Some observers see the need for an even larger B-21 fleet. “We need a force of at least 200 aircraft,” says retired Boeing B-52 pilot Mark Gunzinger, now with the Mitchell Institute for Aerospace Studies.

GLOBAL REACH

Northrop says 90% of the USAF’s current bomber fleet is incapable of “penetrating enemy air defences and reaching targets anywhere in the world”, referring to its 72 B-52s and 43 B-1Bs.

Randall Walden, director of the USAF Rapid Capabilities Office, in May 2022 described the B-21 test aircraft as the “most production-representative aircraft, both structurally and in its mission systems, at this point in a programme, that I have seen in my career”.

While the programme has several years to run before becoming operational, the message from Washington policy makers is clear.

“We are again making it plain to any foe,” says Austin. “The risks and costs of aggression far outweigh any gains.”

Joint crew prepares for milestone flight in ‘production-representative’ aircraft

The next milestone for the B-21 programme will be the first flight of its T1 test aircraft, scheduled for some time in 2023. Flying that first mission will be US Air Force (USAF) and Northrop Grumman test pilots Lieutenant Colonel Clifton Bell and Chris Moss.

“There’s a few things in your career that you never expect to happen,” says Bell, who flew both the Boeing B-52 and Northrop B-2 bombers for the USAF. “Having the opportunity to bring forward the next generation of bomber is very exciting.”

Ahead of T1’s debut flight, Bell says the test crew are spending plenty of time in high-fidelity simulators, to both evaluate and “get comfortable” with the prototype’s flight-control systems.
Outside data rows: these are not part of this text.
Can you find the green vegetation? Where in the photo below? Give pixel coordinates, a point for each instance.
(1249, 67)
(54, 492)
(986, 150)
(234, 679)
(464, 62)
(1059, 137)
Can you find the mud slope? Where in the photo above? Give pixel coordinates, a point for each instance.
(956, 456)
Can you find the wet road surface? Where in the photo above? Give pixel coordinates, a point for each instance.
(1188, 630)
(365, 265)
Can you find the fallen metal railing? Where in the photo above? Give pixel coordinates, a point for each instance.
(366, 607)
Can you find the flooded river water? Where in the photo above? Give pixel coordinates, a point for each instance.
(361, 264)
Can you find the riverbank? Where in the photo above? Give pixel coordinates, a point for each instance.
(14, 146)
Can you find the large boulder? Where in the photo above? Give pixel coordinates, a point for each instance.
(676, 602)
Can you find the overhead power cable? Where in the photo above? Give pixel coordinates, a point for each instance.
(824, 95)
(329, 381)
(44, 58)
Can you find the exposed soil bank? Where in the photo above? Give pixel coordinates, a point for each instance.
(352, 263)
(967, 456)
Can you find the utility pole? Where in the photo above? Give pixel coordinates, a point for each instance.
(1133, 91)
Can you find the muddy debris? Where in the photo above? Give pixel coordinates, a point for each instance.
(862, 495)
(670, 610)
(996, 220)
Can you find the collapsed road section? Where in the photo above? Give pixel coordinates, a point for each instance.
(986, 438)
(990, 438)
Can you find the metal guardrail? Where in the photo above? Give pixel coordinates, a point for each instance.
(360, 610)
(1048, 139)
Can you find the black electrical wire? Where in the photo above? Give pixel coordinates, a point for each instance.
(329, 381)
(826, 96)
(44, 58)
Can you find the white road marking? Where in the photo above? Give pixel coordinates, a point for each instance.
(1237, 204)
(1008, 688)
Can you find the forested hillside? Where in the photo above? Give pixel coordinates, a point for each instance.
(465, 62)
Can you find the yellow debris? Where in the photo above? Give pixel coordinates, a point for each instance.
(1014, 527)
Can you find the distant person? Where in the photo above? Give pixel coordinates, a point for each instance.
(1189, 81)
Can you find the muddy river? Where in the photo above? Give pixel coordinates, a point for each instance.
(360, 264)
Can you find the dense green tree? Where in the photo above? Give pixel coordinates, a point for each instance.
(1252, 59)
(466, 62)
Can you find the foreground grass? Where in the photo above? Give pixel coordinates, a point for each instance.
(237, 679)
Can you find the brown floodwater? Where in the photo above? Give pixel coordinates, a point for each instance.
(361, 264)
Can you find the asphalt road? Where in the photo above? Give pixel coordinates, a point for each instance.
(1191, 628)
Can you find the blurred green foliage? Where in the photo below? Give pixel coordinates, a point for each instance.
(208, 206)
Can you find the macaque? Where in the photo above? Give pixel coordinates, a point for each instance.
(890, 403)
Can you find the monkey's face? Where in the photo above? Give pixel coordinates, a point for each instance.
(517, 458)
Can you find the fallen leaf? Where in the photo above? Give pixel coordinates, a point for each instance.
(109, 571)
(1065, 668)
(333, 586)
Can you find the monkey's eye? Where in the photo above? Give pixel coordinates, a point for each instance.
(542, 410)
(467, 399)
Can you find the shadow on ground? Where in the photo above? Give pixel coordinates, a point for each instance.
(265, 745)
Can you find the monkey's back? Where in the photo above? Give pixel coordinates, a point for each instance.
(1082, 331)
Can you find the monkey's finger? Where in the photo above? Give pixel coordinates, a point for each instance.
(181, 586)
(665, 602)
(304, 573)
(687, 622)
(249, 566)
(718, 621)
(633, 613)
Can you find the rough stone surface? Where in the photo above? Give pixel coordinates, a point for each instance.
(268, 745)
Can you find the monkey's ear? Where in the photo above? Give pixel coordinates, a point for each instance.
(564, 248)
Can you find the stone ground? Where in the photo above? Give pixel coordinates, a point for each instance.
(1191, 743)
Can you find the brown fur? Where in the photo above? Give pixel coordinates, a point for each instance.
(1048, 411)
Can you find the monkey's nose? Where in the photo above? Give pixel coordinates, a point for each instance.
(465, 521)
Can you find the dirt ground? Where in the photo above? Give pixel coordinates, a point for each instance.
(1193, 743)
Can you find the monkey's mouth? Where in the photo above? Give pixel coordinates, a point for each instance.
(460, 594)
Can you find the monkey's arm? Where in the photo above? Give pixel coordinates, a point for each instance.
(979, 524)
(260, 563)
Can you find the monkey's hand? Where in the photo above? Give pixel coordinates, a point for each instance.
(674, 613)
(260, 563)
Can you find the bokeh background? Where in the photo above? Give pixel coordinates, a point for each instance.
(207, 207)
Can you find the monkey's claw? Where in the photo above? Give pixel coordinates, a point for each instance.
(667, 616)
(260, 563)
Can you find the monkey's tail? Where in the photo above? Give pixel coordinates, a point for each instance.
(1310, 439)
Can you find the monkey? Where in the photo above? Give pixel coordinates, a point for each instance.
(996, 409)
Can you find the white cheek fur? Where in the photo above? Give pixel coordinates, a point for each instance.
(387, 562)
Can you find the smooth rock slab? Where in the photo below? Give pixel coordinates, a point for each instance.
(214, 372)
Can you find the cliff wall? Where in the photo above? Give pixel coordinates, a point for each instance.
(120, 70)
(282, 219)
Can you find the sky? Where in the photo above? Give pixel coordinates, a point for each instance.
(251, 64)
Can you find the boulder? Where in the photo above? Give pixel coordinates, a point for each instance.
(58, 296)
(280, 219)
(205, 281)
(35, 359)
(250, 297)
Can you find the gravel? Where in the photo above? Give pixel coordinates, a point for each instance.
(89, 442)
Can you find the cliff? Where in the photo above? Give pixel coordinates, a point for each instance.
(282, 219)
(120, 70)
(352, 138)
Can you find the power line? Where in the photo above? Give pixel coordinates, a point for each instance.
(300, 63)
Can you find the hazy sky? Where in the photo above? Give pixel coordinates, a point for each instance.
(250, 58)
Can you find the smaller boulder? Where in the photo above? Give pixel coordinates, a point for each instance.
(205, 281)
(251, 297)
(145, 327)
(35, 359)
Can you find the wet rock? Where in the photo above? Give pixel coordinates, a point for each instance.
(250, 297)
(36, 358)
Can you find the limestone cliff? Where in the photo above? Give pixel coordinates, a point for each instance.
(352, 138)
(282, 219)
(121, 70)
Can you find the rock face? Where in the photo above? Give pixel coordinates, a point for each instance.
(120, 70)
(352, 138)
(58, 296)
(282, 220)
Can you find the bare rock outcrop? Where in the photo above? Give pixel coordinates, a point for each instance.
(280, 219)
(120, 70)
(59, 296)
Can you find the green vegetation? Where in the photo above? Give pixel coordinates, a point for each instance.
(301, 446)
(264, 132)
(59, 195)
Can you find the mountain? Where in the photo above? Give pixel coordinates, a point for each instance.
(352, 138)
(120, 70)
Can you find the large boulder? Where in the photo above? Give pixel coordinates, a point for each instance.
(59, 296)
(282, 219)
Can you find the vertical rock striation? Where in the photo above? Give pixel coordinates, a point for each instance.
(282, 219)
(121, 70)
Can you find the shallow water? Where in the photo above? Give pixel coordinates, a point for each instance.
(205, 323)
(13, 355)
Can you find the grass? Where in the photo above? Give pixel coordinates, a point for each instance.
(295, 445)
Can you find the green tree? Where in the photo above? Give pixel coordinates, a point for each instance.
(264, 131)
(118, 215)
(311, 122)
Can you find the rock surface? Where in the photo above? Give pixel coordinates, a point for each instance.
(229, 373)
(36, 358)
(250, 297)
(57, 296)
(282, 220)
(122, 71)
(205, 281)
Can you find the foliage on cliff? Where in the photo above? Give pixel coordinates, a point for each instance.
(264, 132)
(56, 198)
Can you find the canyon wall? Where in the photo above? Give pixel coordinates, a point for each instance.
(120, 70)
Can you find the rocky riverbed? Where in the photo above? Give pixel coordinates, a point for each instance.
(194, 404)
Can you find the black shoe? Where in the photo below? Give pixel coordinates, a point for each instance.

“Being able to execute those systems and know the difference between something going wrong and the way the system operates”, is how Bell describes one of the pair’s current main points of focus. “We spend a lot of time in simulators working on that.”

“We’ve had the chance to help develop the flying qualities of the aircraft,” says Moss of simulator evaluations conducted over the past six months. Both he and Bell provide feedback to engineers to help improve the “handling qualities of the airplane”, he adds.

Although the Raider’s first flight will be made using a test aircraft, Northrop stresses that it aims for the “production-representative” aircraft to be as close to a final model as possible.

Part of that effort has involved extensive testing of flight systems using a Gulfstream GV business jet testbed.

Northrop and the USAF say that by doing as much of that testing as possible “off the [B-21] aircraft” will reduce risk and save costs.

However, Moss notes: “We can’t validate the model until we actually go and fly. So all we can do is be prepared for everything that we think may be a problem, or could be a problem.”

Supporting the flight team are thousands of engineers, who are developing the data objectives and test points that the crew will achieve in the course of the Raider’s flight debut.

The USAF says ground-based testing has proceeded smoothly, with the digital models used ahead of loads calibration having proved to be “very accurate” to real world performance.

“We’re really happy with the results,” says Lieutenant Colonel Joshua Schneider, deputy B-21 programme manager.